Based on McNemar Test [15] applied on the predictions of the different models, stacking model superiority compared to the rival algorithms was found statistically significant. Moreover, the dataset size is a major concern in the medical field, where classification is itself a challenge and it becomes a more difficult challenge, when applied to small training datasets, which can lead to an unreliable classification model. To investigate the effect of the size of the training data on the overall performance of the supervised classification models, the performance of the models was studied as they were trained in different subsets of the total available records.

For the purposes of the analysis, the dataset was first separated into training and test data and then created seven different data subsets from the training set, used for the training of the algorithms. Increasing the amount of data in the training set increases the data to noise ratio. In this way, if the training and test data come from different distributions, increasing the data volume will not reduce this noise source.

Therefore, increasing the volume of data can only exacerbate the over-adaptation while increasing the complexity of the model. Otherwise, the performance of the test dataset should improve or remain the same, but in no case should it deteriorate significantly. The results of the investigation showed that the overall performance of the classifiers depends on how much a dataset represents the original distribution and not on its size, verifying the study [16]. Important findings of the analysis were the small variations in the performance of the algorithms, as well as the valid control of the absence of over- training of the algorithms.

Conclusions

The application of machine learning models to datasets of medical monitoring applications is a very interesting topic for researchers today, as there are many health issues that need to be investigated. In this paper, various classification techniques were studied, such as Random Forest, Multilayer Perceptron, SVM, Logistic Regression, Naïve Bayes, KNN, AdaBoost, XGBoost, LightGBM algorithms and the Stacked Generalized Algorithm created in the work. The experiments were performed on the dataset created under the problem, through the process of feature engineering from a non-relational database. Upon completion of the data validation, the best classification technique was sought to predict the possible early dropout of users from using the application.

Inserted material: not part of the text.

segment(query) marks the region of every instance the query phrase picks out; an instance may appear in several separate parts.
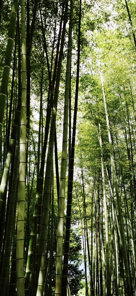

Using the tenfold stratified cross validation technique in the experimental scenarios performed, it was proved that all classification techniques work with over 90% accuracy. Regarding the use of the Chi-squared test, as a guide for the selection of the appropriate features, by reducing the dimensions, the risk of overfitting of the algorithms and the training time of the model was reduced, while at the same time the accuracy of the results was significantly increased. Next, the problem approach, using the Neighborhood Cleaning Rule algorithm, led to the optimal performance of all classifiers, emphasizing that the quality of classification results does not necessarily depend on the size of the prediction class. Therefore, in addition to prediction class distribution, other data characteristics, such as noise, that may impede optimal classification should be considered. The proposed approach could in the future be part of artificial intelligence (AI) technology for remote monitoring of elderly health, with the aim of maximizing user compliance. The results show that the proposed algorithm was able to predict the early dropout of users from the application with an accuracy of 97.6%.